Come abbiamo reagito davanti all’attentato a Barcellona. E come molti aiutino l’ISIS senza saperlo. È possibile adottare delle reazioni “adulte” e consapevoli anche in circostanze tragiche come questa?

DI NUOVO IL TERRORE IN EUROPA – L’attentato di ieri a Barcellona e l’operazione di oggi a Cambrils hanno nuovamente riportato i media ad interessarsi del rischio attacchi terroristici in Europa. Per una volta, invece di una riflessione sugli eventi tali e quali (consigliamo l’ottimo Guido Olimpio), preferiamo soffermarci sulle risposte fornite sui media (inclusi i social) da numerose persone, sia politici sia gente comune e sui problemi che essi esprimono.

LE REAZIONI “MATURE” – Sono state sostanzialmente tre le tipologie di risposte riscontrate (potrebbero essere divise in più sotto-classi, ma per chiarezza non vogliamo esagerare).

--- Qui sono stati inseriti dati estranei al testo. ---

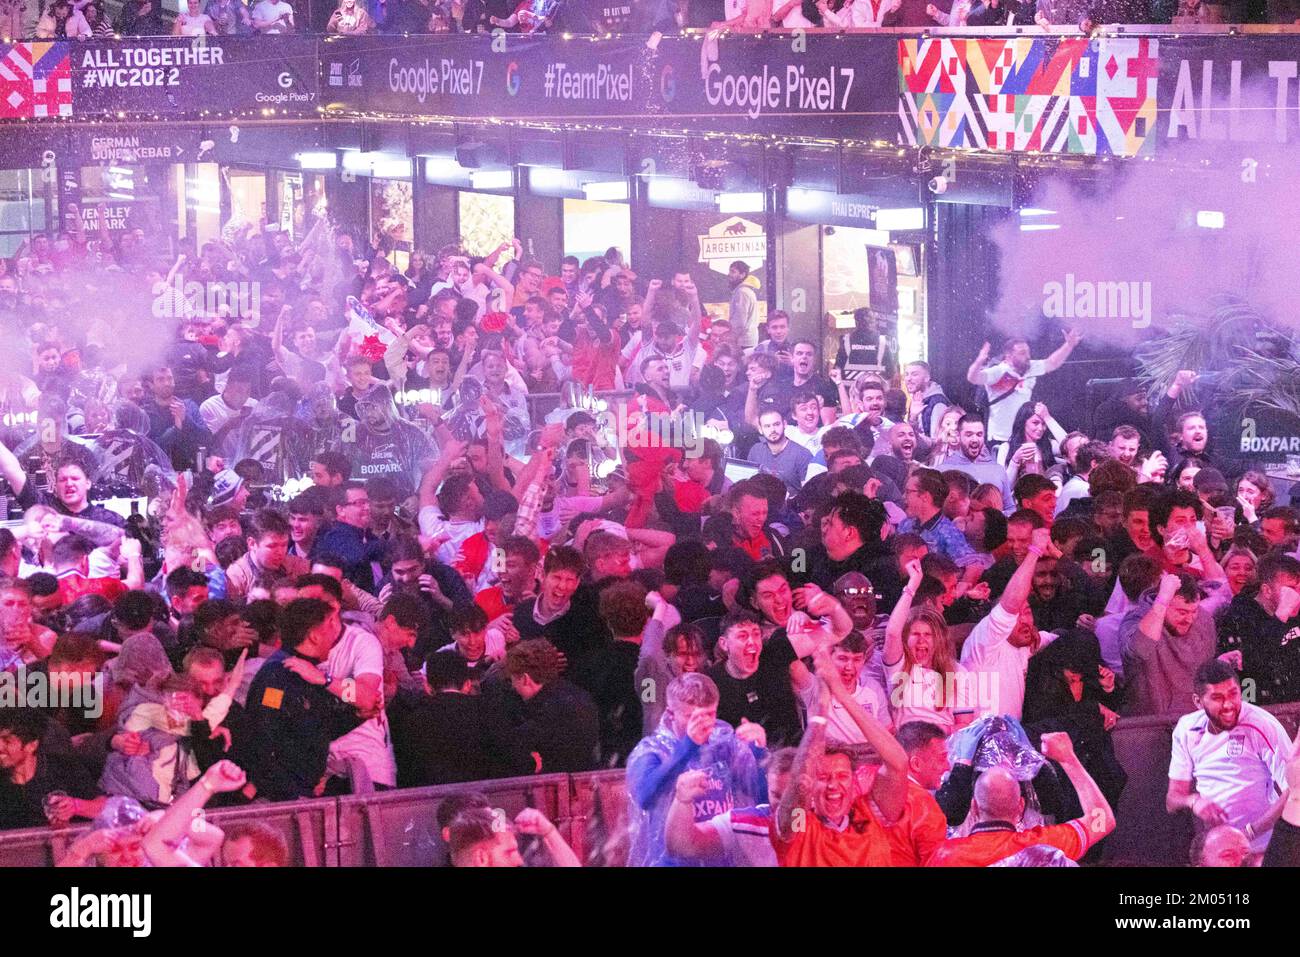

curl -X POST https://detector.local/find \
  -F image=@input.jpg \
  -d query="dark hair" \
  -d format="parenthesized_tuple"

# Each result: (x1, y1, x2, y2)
(308, 553, 346, 574)
(48, 633, 103, 668)
(166, 566, 209, 595)
(819, 426, 863, 456)
(542, 545, 584, 578)
(827, 491, 886, 545)
(1123, 484, 1160, 516)
(448, 603, 489, 635)
(279, 597, 334, 651)
(364, 475, 401, 502)
(381, 593, 426, 631)
(1076, 441, 1111, 475)
(112, 591, 157, 631)
(215, 535, 247, 569)
(502, 535, 541, 565)
(896, 720, 948, 755)
(436, 792, 491, 832)
(664, 540, 711, 587)
(193, 598, 240, 638)
(243, 599, 281, 645)
(1013, 473, 1056, 506)
(437, 473, 476, 517)
(447, 807, 500, 859)
(941, 470, 975, 497)
(1118, 553, 1162, 601)
(834, 631, 868, 655)
(720, 609, 762, 636)
(49, 534, 94, 568)
(386, 536, 425, 566)
(1261, 506, 1300, 536)
(426, 650, 472, 692)
(247, 508, 291, 542)
(505, 638, 563, 685)
(920, 552, 959, 580)
(288, 487, 330, 517)
(1194, 657, 1238, 692)
(1088, 459, 1137, 498)
(910, 469, 946, 509)
(1007, 508, 1046, 530)
(1150, 488, 1203, 545)
(0, 708, 44, 744)
(665, 622, 707, 661)
(310, 450, 352, 481)
(1008, 403, 1057, 468)
(294, 573, 344, 602)
(1257, 552, 1300, 586)
(741, 559, 787, 613)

C’è stato chi ha commentato o condannato la vicenda in quanto espressione di un terrorismo da sconfiggere, senza scadere in banalizzazioni. E’ una reazione che possiamo definire “matura”: il problema esiste, va affrontato, e queste persone lo riconoscono. Si possono avere idee diverse sul come farlo, discutere su cosa migliorare e cosa fare di più o meglio, senza però scadere in valutazioni semplicistiche o distorte. Purtroppo, questa è la categoria di risposte meno frequente.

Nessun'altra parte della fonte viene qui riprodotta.